Through our partnership with the MoHFW, we are pleased to see how a structural framework is helping​​ in reducing the incidence rate of NCDs across the country. The healthcare industry as a whole is undergoing a massive transformation by bringing healthcare services closer to or at home, similar to how UPI enabled the shift from in-person banking to mobile banking.

​​How have your partnerships with the Indian Government and Tata Trusts helped?

The collaboration between the Indian government, Dell Technologies, and Tata Trusts has resulted in the deployment of the Digital LifeCare platform in 32 states/UT, with 4 states/UT using custom solutions to send aggregated data. Moreover, the government’s strong emphasis on utilizing technology in healthcare has resulted in enrolling 41.40 crore beneficiaries in the NCD program, generating/linking 1.18 crore ABHA IDs, and 78 lakh patients are under treatment for hypertension and diabetes.

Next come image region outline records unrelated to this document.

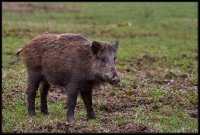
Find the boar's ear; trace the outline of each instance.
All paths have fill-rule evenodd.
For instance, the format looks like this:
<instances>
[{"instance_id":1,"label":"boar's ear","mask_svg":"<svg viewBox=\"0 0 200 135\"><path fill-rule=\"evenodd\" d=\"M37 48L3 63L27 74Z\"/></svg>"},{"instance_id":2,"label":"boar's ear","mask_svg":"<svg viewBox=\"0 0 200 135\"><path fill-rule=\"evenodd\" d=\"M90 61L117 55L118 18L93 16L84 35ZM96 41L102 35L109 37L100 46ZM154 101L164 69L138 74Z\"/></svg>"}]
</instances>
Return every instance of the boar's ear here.
<instances>
[{"instance_id":1,"label":"boar's ear","mask_svg":"<svg viewBox=\"0 0 200 135\"><path fill-rule=\"evenodd\" d=\"M102 48L101 44L97 41L92 42L92 52L93 54L97 54L97 52Z\"/></svg>"},{"instance_id":2,"label":"boar's ear","mask_svg":"<svg viewBox=\"0 0 200 135\"><path fill-rule=\"evenodd\" d=\"M115 45L114 45L114 46L115 46L115 48L116 48L116 50L117 50L117 49L118 49L118 47L119 47L119 40L117 40L117 41L116 41L116 43L115 43Z\"/></svg>"}]
</instances>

For Dell, this partnership reflects our dedication to leveraging technology and transforming the lives of 1 billion people globally by 2030. The Digital LifeCare team at Dell collaborates with healthcare providers, the government, and the technology community in both the public and private sectors to deliver high-quality and effective results. The development of the Digital LifeCare platform was made possible through the use of collaborative design thinking with various entities including the government, non-government organizations, and institutes like NHSRC, AIIMS, ICMR, World Health Organization India office, among many other health research organizations across India.

​​What are some of the technology trends that we are witnessing across the healthcare sector in India? How will these trends shape the future of the ecosystem?

With technology continuing to be the underlying factor, the healthcare landscape in India will see significant changes, particularly in terms of patient monitoring and treatment compliance. More importantly, technologies like 5G, AI, and IoT, will improve the speed, access, and overall efficiency of the healthcare ecosystem.

​​AI and IoT devices combined with 5G will enable seamless patient monitoring

Wearables and AI-enhanced apps have the potential to be used in urban areas on a large scale to analyze medical data and assist doctors in making more accurate diagnoses, while also providing patients with a detailed analysis of their health status in terms of heart rate, sleep score, oxygen level, blood pressure, and so on. Furthermore, while AI and IoT devices will eventually provide doctors with actionable insights, they will also reduce the number of times patients must visit healthcare centers for check-ups. Large hospital groups and healthcare professionals are already embracing engagement technology tools to provide patients with reliable information. However, to ensure more holistic management of NCDs, it is important to equip the frontline healthcare providers in rural areas with tech-enabled diagnostic tools that can assist in early identification of risk factors, timely access to care and treatment adherence. Most importantly, the incorporation of 5G will allow for faster data transfers with healthcare providers, paving the way for improved remote care.  The introduction of connected ambulances with 5G network and patient monitoring applications is an excellent example of using technology to provide healthcare services at every touchpoint.

​​Edge computing for effective data storage and management

With the rising dependency on AI and IoT-enabled devices, comes a substantial increase in the production of patient-generated health data, further necessitating solutions for data storage and management. The IDC estimates that the data generated by IoT will reach 79.4 zettabytes by 2025. Edge data centres can help manage and analyze this data collected by sensors and other medical devices closer to the patients themselves, reducing latency and enhancing efficiency. Many healthcare IT specialists believe that this proximity of computing and storage resources has the potential to revolutionize the healthcare sector by delivering almost instantaneous processing.